Naar alle waarschijnlijkheid was Sybrich Willemsdr. afkomstig uit Amsterdam, waar zij haar geld had verdiend met handel in groenten en fruit. Wellicht was zij, al dan niet samen met haar man, betrokken bij de Oostzeehandel. Dat zou kunnen verklaren waarom zij met haar dochter Duveke op een gegeven moment in Bergen (Noorwegen) terecht is gekomen. Het staat vast dat Sybrich daar in 1507 een herberg hield en er bier, wijn en brood op de markt en in de haven verkocht. Over het leven van Sybrich en Duveke vóór hun ontmoeting met de Deense kroonprins Christiaan (1481-1559), de latere koning van Denemarken, Noorwegen en Zweden, is niets bekend.

Maîtresse

In 1507 werd de ongeveer negentienjarige Duveke in Bergen opgemerkt door Erik Valkendorf, kanselier en vertrouweling van Christiaan. Hij was onder de indruk van haar buitengewone schoonheid en deed enthousiast verslag over zijn ontmoeting met Duveke aan Christiaan, die toentertijd regent was over Noorwegen en hof hield in Oslo. Toen Christiaan niet lang daarna zelf een bezoek bracht aan Bergen, liet hij Duveke en haar moeder uitnodigen voor een bal op het stadhuis. Die avond danste hij meermalen met Duveke. Zij werd zijn minnares, met stilzwijgende toestemming van Sybrich. In Oslo liet Christiaan voor Duveke en Sybrich een stenen huis bouwen, nabij slot Akershus. Blijkbaar was hij zeer gehecht aan Duveke, want toen hij na de dood van zijn vader in 1513 de troon besteeg als koning Christiaan II, nam hij Duveke en haar moeder mee naar Denemarken. Zij werden ondergebracht op het koninklijke landgoed Hvidøre bij Klampenborg, ten noorden van Kopenhagen.
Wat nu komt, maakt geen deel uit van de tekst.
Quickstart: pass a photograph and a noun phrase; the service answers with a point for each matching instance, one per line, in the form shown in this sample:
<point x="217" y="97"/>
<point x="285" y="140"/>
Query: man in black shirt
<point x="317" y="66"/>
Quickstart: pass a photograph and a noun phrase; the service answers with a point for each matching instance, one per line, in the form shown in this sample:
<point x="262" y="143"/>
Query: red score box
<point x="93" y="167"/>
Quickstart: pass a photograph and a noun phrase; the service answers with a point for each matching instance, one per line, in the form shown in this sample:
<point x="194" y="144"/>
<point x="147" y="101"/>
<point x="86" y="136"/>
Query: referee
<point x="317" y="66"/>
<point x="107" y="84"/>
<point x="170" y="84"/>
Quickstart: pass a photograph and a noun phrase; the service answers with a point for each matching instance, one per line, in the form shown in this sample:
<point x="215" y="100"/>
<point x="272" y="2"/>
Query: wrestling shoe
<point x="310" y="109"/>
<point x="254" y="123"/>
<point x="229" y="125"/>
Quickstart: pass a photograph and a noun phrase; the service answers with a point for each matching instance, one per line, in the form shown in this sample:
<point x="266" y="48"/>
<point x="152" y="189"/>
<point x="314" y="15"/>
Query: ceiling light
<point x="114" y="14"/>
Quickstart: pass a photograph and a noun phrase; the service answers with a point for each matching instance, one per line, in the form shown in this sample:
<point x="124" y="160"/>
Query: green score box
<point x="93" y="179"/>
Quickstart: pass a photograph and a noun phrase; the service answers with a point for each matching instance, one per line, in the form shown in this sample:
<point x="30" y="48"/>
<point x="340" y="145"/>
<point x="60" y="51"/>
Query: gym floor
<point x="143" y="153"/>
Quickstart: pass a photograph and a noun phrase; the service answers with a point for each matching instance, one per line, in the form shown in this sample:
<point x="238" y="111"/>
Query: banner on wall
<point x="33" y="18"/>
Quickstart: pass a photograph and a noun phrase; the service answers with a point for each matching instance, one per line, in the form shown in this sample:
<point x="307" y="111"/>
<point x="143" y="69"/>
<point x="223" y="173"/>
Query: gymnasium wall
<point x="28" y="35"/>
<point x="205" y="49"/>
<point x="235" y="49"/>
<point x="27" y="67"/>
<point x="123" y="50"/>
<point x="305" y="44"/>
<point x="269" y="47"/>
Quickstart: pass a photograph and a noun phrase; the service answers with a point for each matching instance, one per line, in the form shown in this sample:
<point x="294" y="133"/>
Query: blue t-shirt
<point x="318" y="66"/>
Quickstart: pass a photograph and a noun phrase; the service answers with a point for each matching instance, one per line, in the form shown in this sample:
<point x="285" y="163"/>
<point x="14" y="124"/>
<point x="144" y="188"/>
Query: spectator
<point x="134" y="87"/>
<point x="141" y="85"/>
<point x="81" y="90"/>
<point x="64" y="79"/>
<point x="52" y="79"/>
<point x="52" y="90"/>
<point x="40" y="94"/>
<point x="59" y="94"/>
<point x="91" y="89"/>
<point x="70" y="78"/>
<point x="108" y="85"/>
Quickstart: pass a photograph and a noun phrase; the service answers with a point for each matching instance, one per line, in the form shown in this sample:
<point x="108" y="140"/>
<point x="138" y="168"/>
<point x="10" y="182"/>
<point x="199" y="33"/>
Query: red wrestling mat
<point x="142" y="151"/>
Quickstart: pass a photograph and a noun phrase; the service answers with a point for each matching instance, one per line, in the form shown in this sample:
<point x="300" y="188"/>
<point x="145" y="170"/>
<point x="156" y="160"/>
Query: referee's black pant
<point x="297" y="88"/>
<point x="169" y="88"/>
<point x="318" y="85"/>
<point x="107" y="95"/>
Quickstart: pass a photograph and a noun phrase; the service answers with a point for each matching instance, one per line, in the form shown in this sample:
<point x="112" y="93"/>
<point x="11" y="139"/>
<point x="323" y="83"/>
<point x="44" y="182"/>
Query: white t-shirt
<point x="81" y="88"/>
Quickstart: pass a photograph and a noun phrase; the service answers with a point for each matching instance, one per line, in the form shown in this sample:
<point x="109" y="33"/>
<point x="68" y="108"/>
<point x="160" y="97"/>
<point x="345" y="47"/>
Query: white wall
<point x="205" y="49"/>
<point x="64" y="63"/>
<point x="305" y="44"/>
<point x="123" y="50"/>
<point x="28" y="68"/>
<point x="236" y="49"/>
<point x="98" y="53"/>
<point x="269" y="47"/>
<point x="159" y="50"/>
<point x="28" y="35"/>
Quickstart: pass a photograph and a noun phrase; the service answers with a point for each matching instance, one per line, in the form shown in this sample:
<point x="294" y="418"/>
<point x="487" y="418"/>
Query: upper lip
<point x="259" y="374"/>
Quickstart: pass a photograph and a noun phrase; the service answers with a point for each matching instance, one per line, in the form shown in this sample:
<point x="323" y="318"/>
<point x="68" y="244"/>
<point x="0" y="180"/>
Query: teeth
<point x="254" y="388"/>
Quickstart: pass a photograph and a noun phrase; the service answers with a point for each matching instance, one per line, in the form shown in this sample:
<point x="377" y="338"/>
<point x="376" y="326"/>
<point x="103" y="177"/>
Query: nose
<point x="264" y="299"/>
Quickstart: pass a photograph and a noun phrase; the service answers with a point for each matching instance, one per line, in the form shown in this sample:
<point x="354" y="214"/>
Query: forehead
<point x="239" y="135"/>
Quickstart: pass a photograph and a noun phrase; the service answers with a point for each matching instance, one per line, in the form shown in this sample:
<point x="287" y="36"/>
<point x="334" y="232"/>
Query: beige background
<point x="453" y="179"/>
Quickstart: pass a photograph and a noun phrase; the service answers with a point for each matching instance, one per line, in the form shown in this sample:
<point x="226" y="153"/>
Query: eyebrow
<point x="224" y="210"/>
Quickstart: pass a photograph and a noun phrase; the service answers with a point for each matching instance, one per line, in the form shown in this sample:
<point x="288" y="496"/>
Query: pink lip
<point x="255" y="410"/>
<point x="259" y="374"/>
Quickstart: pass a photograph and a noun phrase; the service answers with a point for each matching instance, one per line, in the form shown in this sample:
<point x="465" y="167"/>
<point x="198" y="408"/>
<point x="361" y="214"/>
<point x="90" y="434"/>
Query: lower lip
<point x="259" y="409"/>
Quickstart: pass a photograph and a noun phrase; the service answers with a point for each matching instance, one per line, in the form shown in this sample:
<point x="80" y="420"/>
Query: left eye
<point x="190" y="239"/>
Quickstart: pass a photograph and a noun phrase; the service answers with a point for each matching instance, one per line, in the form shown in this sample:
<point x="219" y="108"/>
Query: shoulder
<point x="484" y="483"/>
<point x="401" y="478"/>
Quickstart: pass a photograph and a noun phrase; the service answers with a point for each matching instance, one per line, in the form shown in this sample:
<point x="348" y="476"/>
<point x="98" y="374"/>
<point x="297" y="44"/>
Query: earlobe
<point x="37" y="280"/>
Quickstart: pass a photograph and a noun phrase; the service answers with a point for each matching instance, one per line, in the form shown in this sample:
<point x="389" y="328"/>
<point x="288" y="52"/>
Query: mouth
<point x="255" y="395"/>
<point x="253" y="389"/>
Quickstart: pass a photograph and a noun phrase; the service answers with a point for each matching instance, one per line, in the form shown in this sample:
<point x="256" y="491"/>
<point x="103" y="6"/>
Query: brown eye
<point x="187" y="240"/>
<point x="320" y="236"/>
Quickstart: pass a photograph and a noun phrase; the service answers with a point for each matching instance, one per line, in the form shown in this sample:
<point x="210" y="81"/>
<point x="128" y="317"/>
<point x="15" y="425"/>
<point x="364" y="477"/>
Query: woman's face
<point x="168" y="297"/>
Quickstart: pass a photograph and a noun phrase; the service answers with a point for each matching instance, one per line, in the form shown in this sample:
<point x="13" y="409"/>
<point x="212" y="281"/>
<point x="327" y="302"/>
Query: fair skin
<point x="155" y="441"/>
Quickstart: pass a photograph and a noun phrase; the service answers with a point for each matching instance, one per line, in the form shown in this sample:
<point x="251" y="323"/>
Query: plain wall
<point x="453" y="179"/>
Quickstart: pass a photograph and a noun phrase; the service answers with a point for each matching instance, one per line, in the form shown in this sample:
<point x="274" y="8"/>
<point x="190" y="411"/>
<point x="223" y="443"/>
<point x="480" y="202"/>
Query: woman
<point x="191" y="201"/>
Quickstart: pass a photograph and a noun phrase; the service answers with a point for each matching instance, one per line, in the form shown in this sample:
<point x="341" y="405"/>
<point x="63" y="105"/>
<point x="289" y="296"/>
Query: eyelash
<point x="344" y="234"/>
De verhouding tussen Christiaan en Duveke had tot dan toe weinig problemen opgeleverd, maar in Kopenhagen werd de aanwezigheid van Duveke en Sybrich als aanstootgevend en storend ervaren. Toen al bestond er onder de Deense adel en geestelijkheid, de traditionele bestuurselite, argwaan jegens Duveke en Sybrich vanwege de invloed die vooral de moeder op de koning zou uitoefenen. Nadat Christiaan in juli 1514 om dynastieke redenen in het huwelijk trad met de jonge Isabella van Habsburg (1501-1526), zuster van de latere keizer Karel V en kleindochter van keizer Maximiliaan, en hij niet wilde afzien van zijn relatie met Duveke, tekende ook zijn nieuwe schoonfamilie bezwaar aan. De inmiddels tot aartsbisschop opgeklommen Valkendorf, die Isabella in 1515 vanuit de Nederlanden naar Kopenhagen begeleidde, kreeg een brief mee waarin Christiaan werd opgedragen Duveke van het Deense hof te verwijderen. Sybrich was woedend en zou het Valkendorf nooit vergeven. Op verzoek van Margaretha van Oostenrijk, landvoogdes der Nederlanden en sinds de ziekte van Isabella’s moeder (Johanna de Waanzinnige) verantwoordelijk voor haar opvoeding, zond keizer Maximiliaan in 1516 een gezantschap naar Kopenhagen met de boodschap dat Duveke verstoten moest worden van het Deense hof en verbannen uit Denemarken, goedschiks of kwaadschiks: ‘quoiqu’il coûte, l’on lui fera une grosse finesse’. Christiaan weigerde echter Duveke op te geven. Hij liet haar en Sybrich zelfs naar Kopenhagen overbrengen, waar hij een groot huis voor hen kocht op de hoek van Amagertorv en Hejliggejststræde.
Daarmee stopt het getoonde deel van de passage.